This thread has been locked.

If you have a related question, please click the "Ask a related question" button in the top right corner. The newly created question will be automatically linked to this question.

Cache CSL and Cache sysbios questions in the C6678

Other Parts Discussed in Thread: SYSBIOS

Hi,

 We tested execution time in cache invalidate and cache write back using the sysBIOS and also the CSL cache functions:

CACHE_invL1d(Vector, VectorLength, CACHE_WAIT)

Cache_inv(Vector, VectorLength, Cache_Type_L1D, CACHE_WAIT)

CACHE_wbL1d(Vector, VectorLength, CACHE_WAIT) ,

 Cache_wb(Vector, VectorLength, Cache_Type_L1D, CACHE_WAIT)

 

1.- With sysbios functions, Cache_inv and Cache_wb with parameter CACHE_WAIT and CACHE_NOWAIT,  the waiting time for both of them is very similar, seems that in the two cases (wait and no wait), the routine waits until the end of the transfer?

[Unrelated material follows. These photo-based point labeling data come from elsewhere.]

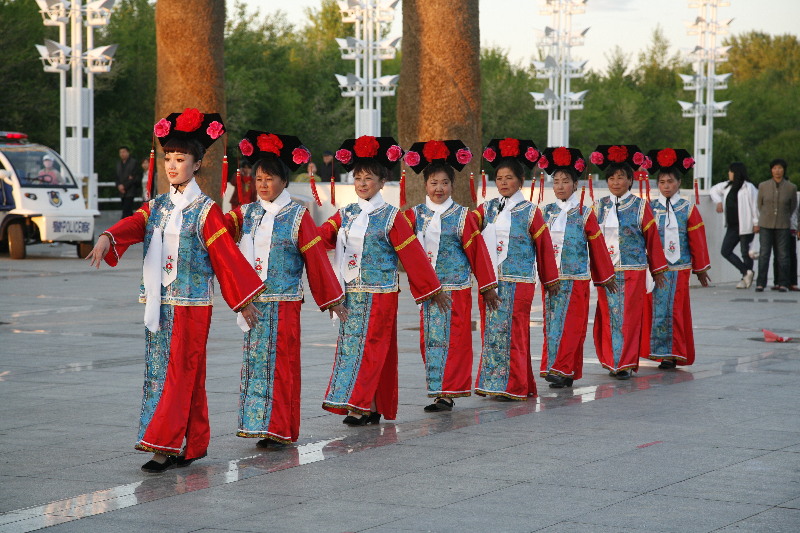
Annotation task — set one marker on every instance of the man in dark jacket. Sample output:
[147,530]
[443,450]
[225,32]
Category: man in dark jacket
[129,180]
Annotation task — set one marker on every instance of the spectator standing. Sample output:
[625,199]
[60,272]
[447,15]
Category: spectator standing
[740,210]
[129,183]
[777,200]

2.- For CACHE_invL1d and CACHE_wbL1d of CSL compared with Cache_wb and Cache_inv of the sysbios, for both of them with parameter WAIT for cache line transfer (64 bytes) we received:

Cache_inv                           =0.44 uSec

CACHE_invL1d                   =0.06 uSec

Cache_wb                          =0.43 uSec

CACHE_wbL1d                  =0.3 uSec

Waiting time for CSL routines is significantly shorter than sysbios routines times. Are the execution times right?

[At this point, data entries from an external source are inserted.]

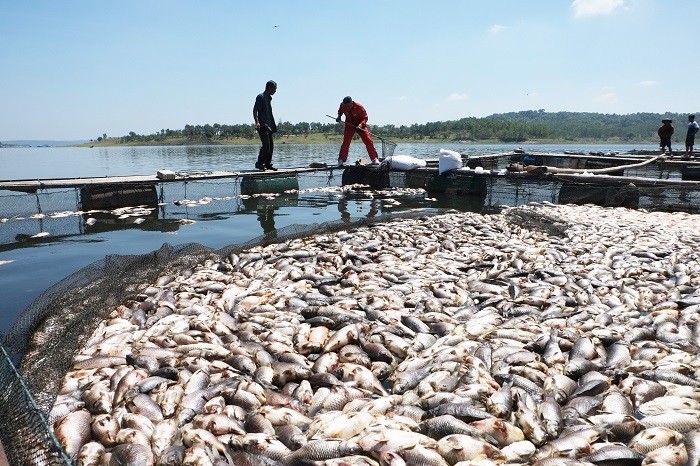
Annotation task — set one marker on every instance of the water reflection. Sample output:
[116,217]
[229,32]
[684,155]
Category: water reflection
[346,216]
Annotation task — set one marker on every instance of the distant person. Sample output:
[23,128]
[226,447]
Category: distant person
[265,125]
[693,128]
[665,132]
[355,122]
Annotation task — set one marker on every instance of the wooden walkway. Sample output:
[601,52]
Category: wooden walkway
[30,186]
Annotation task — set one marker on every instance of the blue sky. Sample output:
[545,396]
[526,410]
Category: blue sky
[76,69]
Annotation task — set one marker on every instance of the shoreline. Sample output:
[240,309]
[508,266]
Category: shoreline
[338,139]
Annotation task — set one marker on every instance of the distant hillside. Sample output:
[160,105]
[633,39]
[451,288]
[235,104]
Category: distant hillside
[39,143]
[530,125]
[582,125]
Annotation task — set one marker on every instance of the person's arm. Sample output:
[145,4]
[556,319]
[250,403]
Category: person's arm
[256,111]
[363,117]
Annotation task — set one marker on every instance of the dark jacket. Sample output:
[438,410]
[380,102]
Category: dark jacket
[263,110]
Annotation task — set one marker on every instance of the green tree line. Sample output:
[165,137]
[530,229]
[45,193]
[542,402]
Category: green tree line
[506,127]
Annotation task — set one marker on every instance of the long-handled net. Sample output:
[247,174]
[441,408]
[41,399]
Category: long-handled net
[387,146]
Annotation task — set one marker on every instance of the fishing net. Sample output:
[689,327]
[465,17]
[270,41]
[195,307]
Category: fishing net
[387,148]
[58,323]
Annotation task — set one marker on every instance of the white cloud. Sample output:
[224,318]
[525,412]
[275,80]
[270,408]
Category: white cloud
[456,96]
[588,8]
[647,83]
[607,98]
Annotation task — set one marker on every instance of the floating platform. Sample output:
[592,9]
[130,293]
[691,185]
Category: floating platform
[111,192]
[30,186]
[497,180]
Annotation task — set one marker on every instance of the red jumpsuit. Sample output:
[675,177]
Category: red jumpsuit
[355,116]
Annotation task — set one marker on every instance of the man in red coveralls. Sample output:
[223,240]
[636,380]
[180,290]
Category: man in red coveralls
[355,121]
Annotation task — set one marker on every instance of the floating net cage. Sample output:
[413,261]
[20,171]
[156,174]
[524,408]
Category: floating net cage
[37,351]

3.- We run our application under sysbios. Is possible to use the CSL routines aforementioned instead of the sysbios cache routines?

 4.- In CSL CACHE_invL1d, the waiting time using the parameter CACHE_WAIT_FENCE is shorter than the same routine with parameter CACHE_WAIT. Does cover the use of CACHE_WAIT parameter, the case of CACHE_WAIT_FENCE parameter?

Thanks in advance.

Shmuel

 

 

  • Hi Shmuel,

    I can't really comment whether or not your benchmarks are a "apples for apples" comparison.

    But here are a few things to consider that could explain for some of the differences with the timing measurements:

    1. How were you using the BIOS Cache functions? Were you passing in "Cache_Type_L1D" as the "type" argument? There are others such as "Cache_Type_L1", etc..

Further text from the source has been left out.